The permanent exhibition occupies 19 halls, there is an exhibition center, and a children's studio. It is the largest museum association in the North Caucasus. The consolidated funds of the museum association (the museum has 39 branches in cities and rural settlements of the republic) contain 180 thousand exhibits. Among them are unique collections of archaeological monuments reflecting the ancient history of Dagestan, ancient manuscripts, ethnographic items, works of painting and decorative and applied art, samples of flora and fauna, documents and materials from various eras of the region's history.

The exhibition is located on two floors of an old mansion, occupies 21 halls and shows the history of the region, traditions, life and crafts. Among the most interesting sections are "Archaeology", "Middle Ages", "Caucasian War", "Ethnography", "Paleontology", "Nature".

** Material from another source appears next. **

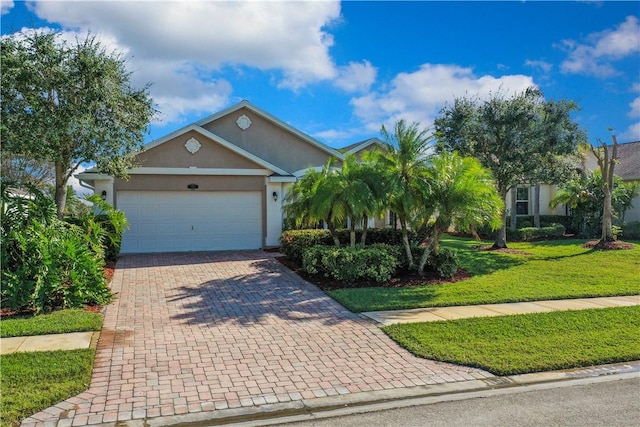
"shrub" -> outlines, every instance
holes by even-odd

Separate exhibits are dedicated to the Caucasian War and Imam Shamil. Several halls have exhibitions about the Soviet period in the history of Dagestan.

The structure of the National Museum includes 7 memorial museums, 2 museums of Military Glory, 30 historical (local history) museums.

In 2016, a Cultural and Exhibition Center was opened on the premises of the National Museum of Dagestan, where contemporary art exhibitions are held.

The museum periodically hosts thematic exhibitions.

==History==
It was created in November 1923 on the initiative of the outstanding Dagestani public and political figure Alibek Takho-Godi (1892–1937) and opened in 1925. The director of the museum was Dmitry I. Pavlov.

The National Museum is in a historic building built in the late 19th century in the classical style. The house with atlantes in Makhachkala is the only one of the existing buildings of the 19th-20th centuries in the city. As an element of architectural decor, "atlantes supporting a balcony" are built into the building, and the entire facade is richly decorated with stucco on the pediment, windows and base.

In 1904, this house was purchased by the Astrakhan merchant of the 2nd guild and fish industrialist Ivan Vanetsov.

The museum, which can be considered the predecessor of the present one, was organized in 1912 through the efforts of researcher of Dagestan, Evgeny Kozubsky (1851–1911) with money from Ivan Kostemerevsky in the governor's house in Temir-Khan-Shurá. During the years of the revolution of 2017, it was transferred to Makhachkala, partially looted and ceased to exist.

In 1977, museums in the republic's historical centers (Akhty, Kizlyar, Gunib, and Khunzakh) were united into a single Dagestan State Historical and Architectural Museum.

Since 2013, the museum has been in a historical mansion, the "Baryatinsky House", on Daniyalov Street.